Arso ha impiegato dieci anni a nascere, ma never back down, perché quando si ha un sogno lo si deve portare a casa. Nel caso di Renzo Cotarella e Tenuta Bocca di Lupo, «puoi fare il miglior Fiano, ma è difficile far innamorare il mondo. Lo conoscono in pochi. Ho pensato a un vino che potesse sfidare altri Cabernet Franc in purezza nel mondo. Una bottiglia all’altezza dei grandi, che può competere ad armi pari. Magari non vince la Champions, ma ha le carte in regola per arrivare in finale. Volevamo sfatare i pregiudizi e dimostrare che la Puglia può dare grandi rossi con vitigni internazionali».

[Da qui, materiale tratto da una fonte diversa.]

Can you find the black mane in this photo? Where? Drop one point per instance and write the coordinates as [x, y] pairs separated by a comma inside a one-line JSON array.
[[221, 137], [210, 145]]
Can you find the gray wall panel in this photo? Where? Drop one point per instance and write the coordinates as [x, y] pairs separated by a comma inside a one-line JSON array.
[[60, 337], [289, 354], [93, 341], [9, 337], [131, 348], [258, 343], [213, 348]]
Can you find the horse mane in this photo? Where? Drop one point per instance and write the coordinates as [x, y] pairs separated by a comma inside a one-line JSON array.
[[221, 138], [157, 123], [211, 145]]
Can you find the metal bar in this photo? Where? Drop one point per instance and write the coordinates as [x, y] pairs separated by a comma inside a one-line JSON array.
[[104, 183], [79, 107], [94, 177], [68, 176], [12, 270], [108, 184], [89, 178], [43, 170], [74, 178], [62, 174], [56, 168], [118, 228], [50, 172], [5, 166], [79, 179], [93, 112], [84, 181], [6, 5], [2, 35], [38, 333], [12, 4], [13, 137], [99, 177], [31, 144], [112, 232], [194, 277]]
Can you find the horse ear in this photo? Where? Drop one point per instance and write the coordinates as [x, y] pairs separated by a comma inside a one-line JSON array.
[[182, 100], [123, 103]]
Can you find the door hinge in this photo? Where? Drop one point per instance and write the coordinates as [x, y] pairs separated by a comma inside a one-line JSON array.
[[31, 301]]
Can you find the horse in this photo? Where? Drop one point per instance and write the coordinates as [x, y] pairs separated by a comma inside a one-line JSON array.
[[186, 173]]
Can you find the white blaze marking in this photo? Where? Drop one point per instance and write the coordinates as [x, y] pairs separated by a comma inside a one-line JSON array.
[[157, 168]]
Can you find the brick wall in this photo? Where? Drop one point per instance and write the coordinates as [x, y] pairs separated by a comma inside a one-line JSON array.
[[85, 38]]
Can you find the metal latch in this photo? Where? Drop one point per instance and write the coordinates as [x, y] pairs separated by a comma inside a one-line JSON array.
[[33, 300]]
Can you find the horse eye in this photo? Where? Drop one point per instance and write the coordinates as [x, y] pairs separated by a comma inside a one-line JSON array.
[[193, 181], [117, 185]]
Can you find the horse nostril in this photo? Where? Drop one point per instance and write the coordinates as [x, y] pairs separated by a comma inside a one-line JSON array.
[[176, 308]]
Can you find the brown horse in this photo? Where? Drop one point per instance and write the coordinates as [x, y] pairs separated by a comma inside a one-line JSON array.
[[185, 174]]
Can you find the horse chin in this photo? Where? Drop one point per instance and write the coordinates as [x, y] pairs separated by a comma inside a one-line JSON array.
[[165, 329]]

E il nome? Sarebbe derivato da una “visione” avuta da Cotarella, un contadino che, nell’Alta Murgia verso Canosa, bruciava una catasta di stoppie, rendendo tutta l’aria arida, assetata, arsa appunto. Dentro la bottiglia, Arso è brillante, profuma di frutti di bosco, pepe bianco, liquirizia e rosmarino, e ricorda un po’ la brezza marina. È poi fresco e sapido e ha un ottimo potenziale di invecchiamento.
«La provocazione», comunque, chiosa Palumbo, «non deve essere un bluff. Il bicchiere deve parlare, e la qualità del vino dev’essere all’altezza delle aspettative. Noi, credo, ci siamo riusciti».